There are no rules in place that prevent you from reviewing any book that you like, regardless of where the book appears. As long as you follow the rules outlined in the Terms of Service, you should be fine.
However, there are two important questions you need to ask yourself. The answers have a direct impact on your business, the businesses of your fellow reviewers, and highlight potentially fraudulent behavior on your part.
1) What does your Review Policy state?
Your Review Policy is an important tool that allows you to streamline your workload and treat all authors equitably. If you are actively promoting your site, you will be approached on a regular basis by hundreds of authors asking for reviews. If you tell some authors that you exclusively select titles from the reading lists, and you tell others that it doesn’t matter, you are basically committing fraud. The Review Policy is there to help you avoid this while creating a viable conflict-free business model. Having a Review Policy helps streamline your efforts because you can send people to the policy instead of having to type up individual full-length responses each time.
If you want to routinely accept unlisted books, you need to change your Review Policy.
2) What effect will this have on your marketing efforts, and those of your colleagues?
Your time is worth money, don’t forget that! You’ve invested a lot of time in building a review site that can provide valuable exposure. Authors are requesting reviews so they can make money from your hard work. We want you to make money too, but to do so in a way that doesn’t create conflicts of interest. Therefore, it’s important to understand how your actions could undermine your own efforts to build a business. After you’ve sent out several marketing pitches, it logically follows that most of the authors you connect with will visit your website.
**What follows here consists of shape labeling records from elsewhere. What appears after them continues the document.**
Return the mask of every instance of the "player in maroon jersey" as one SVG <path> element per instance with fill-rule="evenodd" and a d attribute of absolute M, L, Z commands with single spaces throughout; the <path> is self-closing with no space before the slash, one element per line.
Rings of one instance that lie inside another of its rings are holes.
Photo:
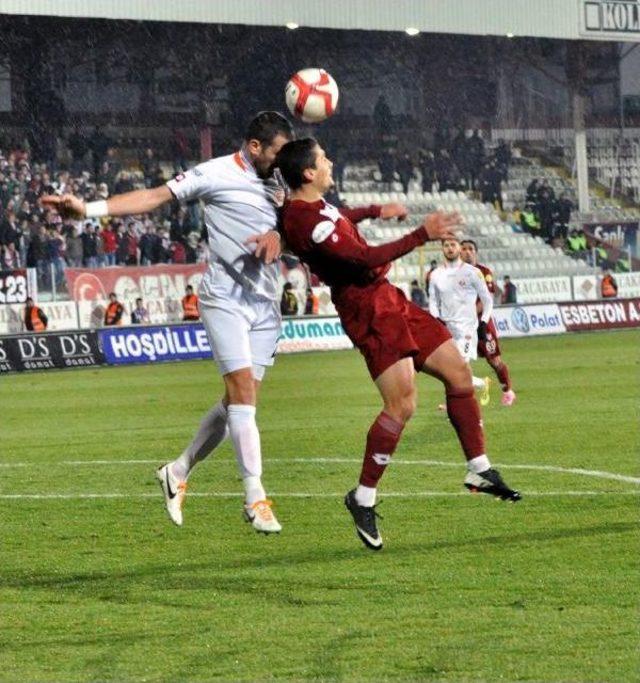
<path fill-rule="evenodd" d="M 416 372 L 433 375 L 445 385 L 449 419 L 467 459 L 465 486 L 503 500 L 519 500 L 520 494 L 504 483 L 486 455 L 471 372 L 451 335 L 385 277 L 394 259 L 428 240 L 455 234 L 459 216 L 429 214 L 413 232 L 372 247 L 355 223 L 378 217 L 401 220 L 407 214 L 403 206 L 337 209 L 327 204 L 323 195 L 333 186 L 333 165 L 313 138 L 284 145 L 276 166 L 291 190 L 282 213 L 285 240 L 331 287 L 342 326 L 364 356 L 384 402 L 367 435 L 359 484 L 345 497 L 362 542 L 374 550 L 382 547 L 376 524 L 376 488 L 415 411 Z"/>
<path fill-rule="evenodd" d="M 463 240 L 460 247 L 460 256 L 462 257 L 462 260 L 475 266 L 482 273 L 484 281 L 487 283 L 487 288 L 491 294 L 494 294 L 496 291 L 496 283 L 493 279 L 491 269 L 478 263 L 478 245 L 473 240 Z M 482 304 L 478 301 L 477 305 L 479 309 L 478 315 L 480 315 L 482 313 Z M 509 368 L 500 355 L 498 330 L 496 329 L 493 320 L 489 320 L 489 323 L 487 324 L 487 338 L 478 340 L 478 355 L 484 358 L 496 373 L 496 377 L 502 388 L 502 405 L 512 405 L 516 400 L 516 394 L 511 387 Z"/>

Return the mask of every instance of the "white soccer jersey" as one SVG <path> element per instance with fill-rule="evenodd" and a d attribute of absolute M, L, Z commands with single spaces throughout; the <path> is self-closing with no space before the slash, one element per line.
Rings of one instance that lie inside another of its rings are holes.
<path fill-rule="evenodd" d="M 266 265 L 253 255 L 255 245 L 245 245 L 276 227 L 277 180 L 260 178 L 247 157 L 236 152 L 198 164 L 167 185 L 181 202 L 204 202 L 210 265 L 200 287 L 203 303 L 216 293 L 277 300 L 278 262 Z"/>
<path fill-rule="evenodd" d="M 429 281 L 429 313 L 455 330 L 475 330 L 478 326 L 476 300 L 482 302 L 482 320 L 489 322 L 493 299 L 482 273 L 469 263 L 456 261 L 438 266 Z"/>

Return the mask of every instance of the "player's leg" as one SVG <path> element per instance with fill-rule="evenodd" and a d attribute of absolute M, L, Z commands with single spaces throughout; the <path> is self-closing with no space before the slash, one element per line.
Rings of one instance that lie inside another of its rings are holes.
<path fill-rule="evenodd" d="M 231 439 L 235 439 L 236 459 L 245 487 L 245 518 L 256 531 L 272 533 L 279 532 L 282 527 L 271 509 L 272 503 L 262 483 L 262 448 L 255 415 L 264 374 L 273 365 L 281 318 L 273 303 L 267 301 L 253 302 L 249 313 L 252 322 L 247 336 L 253 394 L 246 393 L 248 383 L 237 383 L 240 375 L 236 374 L 233 382 L 226 382 L 229 430 Z"/>
<path fill-rule="evenodd" d="M 482 417 L 473 392 L 471 370 L 455 343 L 445 341 L 426 358 L 423 371 L 438 378 L 445 386 L 447 414 L 456 430 L 467 460 L 465 486 L 472 491 L 491 493 L 503 500 L 519 500 L 497 470 L 491 467 L 486 453 Z"/>
<path fill-rule="evenodd" d="M 490 355 L 487 356 L 487 363 L 493 368 L 496 373 L 500 388 L 502 389 L 501 403 L 503 406 L 510 406 L 516 400 L 516 393 L 511 386 L 511 375 L 507 364 L 502 360 L 501 356 Z"/>
<path fill-rule="evenodd" d="M 480 404 L 485 406 L 489 403 L 490 382 L 488 377 L 476 377 L 471 370 L 471 361 L 477 358 L 478 337 L 475 330 L 454 330 L 453 341 L 460 352 L 463 360 L 471 373 L 471 384 L 479 392 Z"/>
<path fill-rule="evenodd" d="M 498 382 L 502 389 L 503 406 L 510 406 L 516 400 L 516 394 L 511 386 L 511 377 L 509 375 L 509 368 L 502 360 L 500 355 L 500 344 L 498 342 L 498 331 L 496 330 L 493 320 L 490 320 L 487 325 L 487 338 L 484 341 L 478 342 L 478 355 L 486 359 L 487 363 L 493 368 L 496 373 Z"/>
<path fill-rule="evenodd" d="M 345 505 L 351 513 L 362 542 L 373 550 L 382 548 L 376 524 L 375 503 L 378 482 L 391 461 L 404 425 L 415 412 L 415 370 L 412 358 L 403 358 L 375 380 L 383 400 L 382 412 L 367 434 L 358 486 L 347 493 Z"/>

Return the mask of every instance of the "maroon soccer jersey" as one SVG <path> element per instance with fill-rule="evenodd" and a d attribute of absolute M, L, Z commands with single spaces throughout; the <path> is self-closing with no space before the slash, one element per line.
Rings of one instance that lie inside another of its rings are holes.
<path fill-rule="evenodd" d="M 491 294 L 496 292 L 496 281 L 493 277 L 491 268 L 483 266 L 481 263 L 476 263 L 476 268 L 482 273 L 484 281 L 487 283 L 487 289 Z M 478 299 L 480 301 L 480 299 Z M 478 313 L 480 317 L 480 313 Z M 487 339 L 482 341 L 478 339 L 478 355 L 481 358 L 495 358 L 500 355 L 500 344 L 498 343 L 498 330 L 496 329 L 493 319 L 487 323 Z"/>
<path fill-rule="evenodd" d="M 323 200 L 285 205 L 283 232 L 291 250 L 331 287 L 344 331 L 364 356 L 373 379 L 402 358 L 416 370 L 451 338 L 447 328 L 407 301 L 386 278 L 389 263 L 424 244 L 424 227 L 395 242 L 369 246 L 354 222 L 380 207 L 337 209 Z"/>
<path fill-rule="evenodd" d="M 283 231 L 287 244 L 323 282 L 334 297 L 349 285 L 363 286 L 381 280 L 394 259 L 409 253 L 428 240 L 424 227 L 376 247 L 369 246 L 355 223 L 377 218 L 379 206 L 338 209 L 323 199 L 317 202 L 294 200 L 283 211 Z"/>

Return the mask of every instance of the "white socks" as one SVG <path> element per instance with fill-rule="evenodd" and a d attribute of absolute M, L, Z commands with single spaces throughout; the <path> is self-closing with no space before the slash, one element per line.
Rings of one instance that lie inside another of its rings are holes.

If they see that you aren’t actively reading books from the resources you are promoting, your marketing pitch has just gone from value-adding advice to disingenuous used car sales promotion. The author no longer trusts you or sees value in adding his/her book.
Keep in mind that the value of our community is that we create a captive audience for the reading lists. When you select titles from the reading lists, you aren’t just helping yourself promote the reading lists, you are helping your fellow reviewers and vice versa. We are all in this together. Each time a reviewer selects a listed title, s/he is demonstrating the value. This is displayed on your blogs (i.e. Partner Review Widget), on Novel Blogs, and on social media. When you don’t select listed titles, the reality is that have now made it more difficult for others to operate their businesses. And, since we are a global community, the amount come people earn is equivalent to a full-time salary in their countries, which you will have helped them generate.
For the most part, I review exclusively from the reading lists, with the exception of brand new books that haven’t been released yet. You can obtain these books by approaching literary agents, publishers, etc. Exclusively reviewing from the reading lists gives me the following benefits:
• Keeps my workflow streamlined – I am not inundated with requests. And each time I defer an author, I also get another opportunity to share my affiliate link (that’s why your links are in your review policy).
• My blog is strong evidence for my endorsement of the readings lists. When authors visit my blog they can see for themselves how much they get out of the service when they see my reviews, interviews, appearances on TV etc. This is strongest piece of evidence I can provide that if they add their book, they also have the potential to this kind of valuable exposure.
• I can continue to earn an income. Because I read exclusively from the lists, and I continue the circle of endorsing and offering proof that the services work, I continue to make sales. When I review books that aren’t on the reading list, I am getting nothing in return aside from exposure.
These are just a few things to consider before you respond back to an author who isn’t on any of the reading lists.